Inwestorzy zainteresowani spółkami z branży gier nie muszą się ograniczać do akcji. Jeszcze pod koniec 2019 roku pisaliśmy, że na rynku pojawiają się fundusze, które chętnie inwestują nie tylko w producentów gier, ale również e-sport. Jednym z nich jest ETF NERD, a dokładniej fundusz Roundhill BITKRAFT Esports & Digital Entertainment ETF notowany na NYSE. Ma on ekspozycję na takie spółki jak Tencent, Activision Blizzard, Ubisoft, Take-Two, ale również polski CD PROJEKT.
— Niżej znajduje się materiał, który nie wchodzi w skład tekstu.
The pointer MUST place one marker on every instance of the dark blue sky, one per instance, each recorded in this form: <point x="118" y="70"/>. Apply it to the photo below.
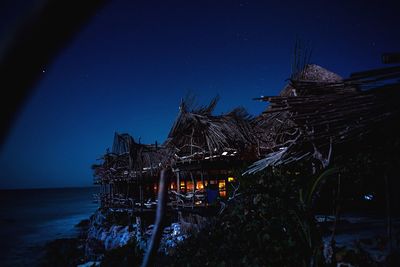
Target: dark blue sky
<point x="130" y="66"/>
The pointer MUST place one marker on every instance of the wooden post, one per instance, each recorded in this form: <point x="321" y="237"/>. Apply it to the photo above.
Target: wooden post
<point x="178" y="182"/>
<point x="155" y="239"/>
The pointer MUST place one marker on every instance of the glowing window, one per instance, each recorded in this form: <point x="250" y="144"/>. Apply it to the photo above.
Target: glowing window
<point x="190" y="186"/>
<point x="199" y="185"/>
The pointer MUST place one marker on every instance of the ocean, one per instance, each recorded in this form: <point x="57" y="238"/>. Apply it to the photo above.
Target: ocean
<point x="31" y="218"/>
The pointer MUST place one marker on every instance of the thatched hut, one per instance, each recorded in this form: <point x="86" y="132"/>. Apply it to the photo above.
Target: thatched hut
<point x="207" y="148"/>
<point x="319" y="113"/>
<point x="128" y="174"/>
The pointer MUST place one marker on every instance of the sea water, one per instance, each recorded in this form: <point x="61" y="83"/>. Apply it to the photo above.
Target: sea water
<point x="31" y="218"/>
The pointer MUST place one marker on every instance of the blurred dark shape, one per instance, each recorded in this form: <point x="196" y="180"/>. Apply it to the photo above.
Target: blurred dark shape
<point x="390" y="58"/>
<point x="33" y="46"/>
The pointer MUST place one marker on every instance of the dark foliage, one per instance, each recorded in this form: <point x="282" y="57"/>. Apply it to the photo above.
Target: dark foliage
<point x="267" y="226"/>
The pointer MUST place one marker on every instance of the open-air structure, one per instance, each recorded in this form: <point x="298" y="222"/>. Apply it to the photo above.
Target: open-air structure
<point x="316" y="116"/>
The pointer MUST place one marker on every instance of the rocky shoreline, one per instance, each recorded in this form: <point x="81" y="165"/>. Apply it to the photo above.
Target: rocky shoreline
<point x="113" y="238"/>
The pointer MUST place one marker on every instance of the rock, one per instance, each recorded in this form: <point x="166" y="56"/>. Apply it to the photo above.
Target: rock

Jak widać na poniższym wykresie, w ciągu ostatnich 12 miesięcy notowania ETF NERD zaliczył podobny spadek, co WIG.GAMES. Mimo że fundusz ma ekspozycję na zdecydowanie większą liczbę spółek, o zdecydowanie większej kapitalizacji. Co prawda koniec 2021 roku nie był najlepszy dla największych wydawców, jeżeli spojrzymy się na premiery takich gier, jak zremasterowane GTA czy Battlefield 2042. Gracze faktycznie mieli na co narzekać, jednak trzeba przyznać, że 2022 rok zaczął się z przytupem w branży gier. Najpierw Take-Two przejmuje Zyngę, a następnie Microsoft kupuje Activision Blizzard. Teraz powinniśmy czekać na ruch ze strony Sony, choć jednego możemy być pewni, że to dopiero początek roku i w branży na pewno jeszcze wiele się wydarzy.
Notowania ETF NERD na tle indeksu WIG.GAMES
Źródło: TradingView
Fundusze ETF z ekspozycją na gaming
Takich funduszy ETF z ekspozycją na branżę gier pojawiło się zdecydowanie więcej. Obecne na amerykańskiej giełdzie są m.in. ESPO, HERO czy wcześniej wspomniany NERD. Jak większość, główna ekspozycja skupia się na takich spółkach jak Activision Blizzard czy Tencent. Przykładowo fundusz ESPO pojawił się pod koniec 2018 roku, a fundusz skupia się na spółkach, których minimum 50% przychodów pochodzi z ekspozycji na branżę gier. Ponad 40% jego portfela to firmy amerykańskie.
Podobnie jak ESPO, fundusz HERO w głównej mierze skupia się na spółkach amerykańskich, jednak w jego portfelu są obecne również firmy z Japonii czy Korei Południowej. Do największych pozycji funduszu HERO należą Nvidia, NetEase oraz Electronic Arts.